Of course, when things are going right, the Tigers and Dodgers don’t need much relief help.

The Tigers came into the season with what many considered the top rotation in the game, and it’s darn good — with Scherzer, Sanchez, Verlander, the always-progressing Rick Porcello and Drew Smyly. While it’s been good, it’s surprisingly inconsistent too, the big reason why the Tigers have had long stretches of being hot and cold.

The Dodgers came in with the best 1-2 in the game, Kershaw and Greinke, and it’s lived up to the hype — Kershaw with a 36-inning-and-counting scoreless streak (that, sadly, won’t be on the line in Detroit; he’s being held back until Thursday), Greinke pitching like the guy who won the Cy Young in 2009.

But Josh Beckett is having a late-career resurgence, even throwing a no-hitter, Ryu is a very solid lefty in his second year over from South Korea, and you can’t find a better No. 5 starter than Dan Haren.

And get this: That might not be enough in the eyes of ownership, which, of course, includes Michigan State basketball legend Magic Johnson. There are persistent rumblings the Dodgers want to acquire Rays ace David Price. Hey, the A’s didn’t need starting pitching either, and just acquired Jeff Samardzija and Jason Hammel.

“To me, that’s the biggest difference at the moment,” Miller said of the rotations — the Dodgers on a roll, and the Tigers not as much.

There’s another common theme here, too.

And that’s in the health of the teams.

Both the Dodgers and Tigers have some serious injury issues lingering. Dodgers shortstop Hanley Ramirez, in the MVP discussion last year, has nursed a sore shoulder much of the year.

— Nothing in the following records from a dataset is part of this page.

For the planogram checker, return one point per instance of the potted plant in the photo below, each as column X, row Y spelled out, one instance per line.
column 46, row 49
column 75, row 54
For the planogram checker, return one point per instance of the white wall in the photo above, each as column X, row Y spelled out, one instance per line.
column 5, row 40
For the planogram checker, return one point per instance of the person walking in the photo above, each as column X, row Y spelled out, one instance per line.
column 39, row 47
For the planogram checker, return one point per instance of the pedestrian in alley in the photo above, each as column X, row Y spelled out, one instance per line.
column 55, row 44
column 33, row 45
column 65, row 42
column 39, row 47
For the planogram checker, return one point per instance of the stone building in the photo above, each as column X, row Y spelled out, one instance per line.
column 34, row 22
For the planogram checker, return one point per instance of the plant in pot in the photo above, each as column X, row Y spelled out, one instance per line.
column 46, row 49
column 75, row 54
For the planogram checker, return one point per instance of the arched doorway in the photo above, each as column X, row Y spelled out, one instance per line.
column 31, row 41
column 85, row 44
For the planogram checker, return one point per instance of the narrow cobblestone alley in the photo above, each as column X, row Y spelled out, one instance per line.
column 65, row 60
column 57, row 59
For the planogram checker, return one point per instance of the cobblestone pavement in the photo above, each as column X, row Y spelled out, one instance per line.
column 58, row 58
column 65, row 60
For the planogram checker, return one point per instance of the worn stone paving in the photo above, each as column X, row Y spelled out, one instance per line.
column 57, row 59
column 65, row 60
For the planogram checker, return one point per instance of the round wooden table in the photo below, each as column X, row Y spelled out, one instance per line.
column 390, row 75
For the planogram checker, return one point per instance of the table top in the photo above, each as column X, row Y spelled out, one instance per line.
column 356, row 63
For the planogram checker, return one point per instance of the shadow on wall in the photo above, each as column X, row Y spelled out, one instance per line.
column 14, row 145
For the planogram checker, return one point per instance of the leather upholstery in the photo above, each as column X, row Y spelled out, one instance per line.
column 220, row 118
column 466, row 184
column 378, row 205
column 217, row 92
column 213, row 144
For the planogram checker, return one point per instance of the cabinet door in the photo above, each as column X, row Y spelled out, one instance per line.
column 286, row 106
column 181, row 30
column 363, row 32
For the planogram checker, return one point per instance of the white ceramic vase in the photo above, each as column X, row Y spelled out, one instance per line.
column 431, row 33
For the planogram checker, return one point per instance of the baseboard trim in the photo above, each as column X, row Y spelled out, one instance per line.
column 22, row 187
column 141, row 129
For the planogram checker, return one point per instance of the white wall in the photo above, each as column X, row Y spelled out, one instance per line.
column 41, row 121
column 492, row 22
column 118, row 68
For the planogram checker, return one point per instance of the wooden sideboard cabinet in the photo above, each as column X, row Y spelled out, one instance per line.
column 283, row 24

Meanwhile, Martinez, the Tigers DH, has missed the last three games with a side-muscle issue — and the Tigers offense, predictably, took a turn for the worse in his absence.

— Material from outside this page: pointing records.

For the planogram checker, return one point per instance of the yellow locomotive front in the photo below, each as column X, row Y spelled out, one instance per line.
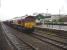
column 29, row 23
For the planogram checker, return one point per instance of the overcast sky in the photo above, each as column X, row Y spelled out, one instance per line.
column 12, row 8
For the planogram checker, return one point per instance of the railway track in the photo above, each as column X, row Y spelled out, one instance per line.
column 15, row 42
column 34, row 42
column 52, row 33
column 51, row 41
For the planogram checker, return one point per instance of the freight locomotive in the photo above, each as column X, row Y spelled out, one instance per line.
column 26, row 25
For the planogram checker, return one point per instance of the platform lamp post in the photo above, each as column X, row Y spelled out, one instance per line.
column 59, row 18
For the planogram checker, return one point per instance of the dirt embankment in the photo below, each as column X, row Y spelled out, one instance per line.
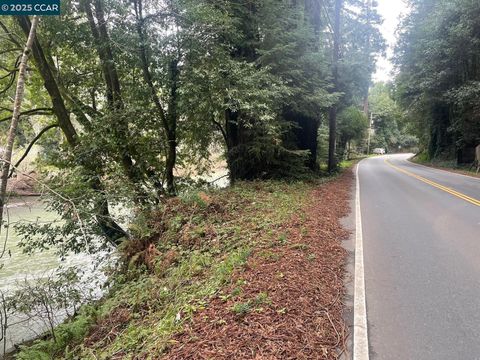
column 288, row 303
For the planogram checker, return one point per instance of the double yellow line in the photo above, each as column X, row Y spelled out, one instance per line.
column 434, row 184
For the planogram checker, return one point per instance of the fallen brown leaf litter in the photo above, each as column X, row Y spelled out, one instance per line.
column 288, row 302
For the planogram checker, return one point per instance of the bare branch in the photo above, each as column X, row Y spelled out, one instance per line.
column 39, row 111
column 43, row 131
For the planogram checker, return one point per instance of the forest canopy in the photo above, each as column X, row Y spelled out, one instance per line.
column 122, row 96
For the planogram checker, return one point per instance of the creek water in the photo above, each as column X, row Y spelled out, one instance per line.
column 18, row 266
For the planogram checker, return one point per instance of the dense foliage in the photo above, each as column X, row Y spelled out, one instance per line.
column 123, row 97
column 439, row 73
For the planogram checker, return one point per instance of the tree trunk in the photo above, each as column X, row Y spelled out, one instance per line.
column 332, row 161
column 111, row 230
column 172, row 124
column 17, row 104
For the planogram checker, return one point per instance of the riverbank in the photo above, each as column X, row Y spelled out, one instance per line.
column 255, row 270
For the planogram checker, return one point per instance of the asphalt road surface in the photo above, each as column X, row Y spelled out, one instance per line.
column 421, row 239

Neither team can afford either injury to last much longer.

That said, both teams have help on the way. Dodgers outfielder Carl Crawford (ankle) is on his way back, as are Tigers outfielder Andy Dirks (back) and reliever Joel Hanrahan (Tommy John).

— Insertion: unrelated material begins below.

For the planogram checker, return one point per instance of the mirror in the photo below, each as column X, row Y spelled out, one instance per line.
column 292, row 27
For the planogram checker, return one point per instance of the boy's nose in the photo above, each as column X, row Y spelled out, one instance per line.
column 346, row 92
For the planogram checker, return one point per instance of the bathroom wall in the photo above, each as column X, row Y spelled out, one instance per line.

Interestingly, the losses have allowed for the emergence of some unexpected performances.

The Tigers, of course, have received a massive lift from J.D. Martinez, who Sunday hit his 12th home run in just 49 games — for comparison’s sake, Cabrera has just 14 homers in 85 games. The Dodgers, in turn, have welcome the play of utility player Scott Van Slyke and his .410 on-base percentage.

For Van Slyke, this two-game series is sure to be special. The son of the former Tigers first-base coach, Scott and Andy Van Slyke used to participate in many games of football toss at Comerica Park.

These are two teams who’ve taken very different paths to first place. Don Mattingly's Dodgers (51-40) were slow out of the gate, thanks in large part to going a month without Kershaw (back injury) and have been scorching lately to turn a whopping 9.5-game deficit in the NL West on June 8 into a half-game lead over the Giants today.

Meanwhile, Brad Ausmus' Tigers (48-37) have been all over the map, from way up to way down to way up and now they're scuffling again, though they still lead the Royals in the AL Central by four games.

Two teams, a lot in common. But the biggest thing they share are their championship aspirations. This is a World Series in July – perhaps a preview of the real thing, in October.

“That,” said Morosi, of Fox Sports, “would be some kind of World Series.”

tpaul@detroitnews.com

twitter.com/tonypaul1984

Dodgers at Tigers

Series: Two games, Tuesday-Wednesday, Comerica Park, Detroit

First pitch: 7:08 Tuesday, 1:08 p.m. Wednesday

TV/radio: Both games on FSD/97.1, 1270

Series probable: Tuesday – LHP Hyun-jin Ryu (9-4, 3.08) vs. RHP Justin Verlander (7-7, 4.71); Wednesday – RHP Zack Greinke (11-4, 2.66) vs. RHP Max Scherzer (10-3, 3.47)

Tuesday’s scouting report

Ryu, Dodgers: No sophomore slump for the lefty from South Korea, who has posted quality starts (six-plus innings, three or fewer earned runs) in all but four of 16 starts this season.

Verlander, Tigers: He’s showing signs of figuring things out, with a 3.32 ERA over his last three starts. In that span, he’s struck out 20 in 19 innings. That’s usually a tell-tale sign things are getting better.